12 de dezembro de 2014

Preocupações

As bolas paradas defensivas


Lopetegui parece ser adeptos das marcações homem-a-homem nas bolas paradas, ao ponto de ter feito o FC Porto retroceder a esse tipo de marcações (verbo escolhido propositadamente, pois para mim trata-se de um retrocesso). Não digo isto pelo golo sofrido frente ao Shakhtar, mas serve de exemplo ao que pode acontecer: nem é preciso um jogador erra,basta ter um adversário directo mais forte pelo ar para que toda a equipa seja penalizada. Com a marcação à zona os jogadores são distribuídos estrategicamente na grande-área para que os mais fortes no jogo aéreo fiquem nas zonas mais perigosas e os mais fracos nas zonas que oferecem menos perigo à própria baliza. Não vejo em que é que a marcação individual possa ajudar e nem vejo que volte a ser a preferida pelos treinadores a curto prazo, mais ainda que os árbitros estão cada vez mais rigorosos em relação aos puxões. A minha preocupação sobe de nível quando sabemos de antemão que o Benfica de Jorge Jesus é um especialista nos já famosos bloqueios. Será preciso alguma sorte para não sofrer um golo num destes lances.

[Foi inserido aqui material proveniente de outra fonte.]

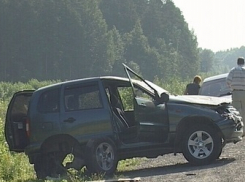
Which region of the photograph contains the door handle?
[64,118,76,123]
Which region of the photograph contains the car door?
[124,65,169,142]
[5,90,34,152]
[60,81,112,142]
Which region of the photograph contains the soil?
[119,138,245,182]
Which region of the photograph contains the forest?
[0,0,245,82]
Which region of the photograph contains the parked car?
[199,73,231,101]
[5,65,243,179]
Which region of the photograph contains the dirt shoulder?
[117,138,245,182]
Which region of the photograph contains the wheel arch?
[174,116,224,154]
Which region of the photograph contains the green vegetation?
[0,0,200,82]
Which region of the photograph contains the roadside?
[119,140,245,182]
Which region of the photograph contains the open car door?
[123,64,169,143]
[4,90,34,152]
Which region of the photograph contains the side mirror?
[160,93,169,103]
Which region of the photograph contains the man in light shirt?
[226,57,245,135]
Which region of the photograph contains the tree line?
[0,0,209,82]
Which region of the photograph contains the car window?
[64,84,102,111]
[37,89,60,113]
[199,78,231,97]
[117,87,134,111]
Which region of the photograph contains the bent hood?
[169,95,231,106]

Depois não adianta deitar a culpa ao árbitro.

Adrián López


Não sou dos que se preocupa excessivamente em relação ao preço de um jogador, nem sou dos que exige que um jogador chegue e comece imediatamente a brilhar. No entanto, não posso deixar de mostrar preocupação com o facto de Adrián López estar a passar completamente ao lado de todas as oportunidades que lhe são dadas. Neste momento, os salários do espanhol são um peso para o clube porque o próprio jogador, quando está em campo, é um peso para a equipa. Vamos dar tempo ao tempo, mas, sinceramente, não vejo como Adrián possa aspirar a ser titular no FC Porto enquanto Brahimi, Tello e Jackson estiverem por cá. Mesmo Quaresma e Aboubakar partem na frente do espanhol na luta pela titularidade. Talvez durante a CAN tenha mais oportunidades de jogar, uma vez que dois destes cinco estarão ao serviço das respectivas selecções.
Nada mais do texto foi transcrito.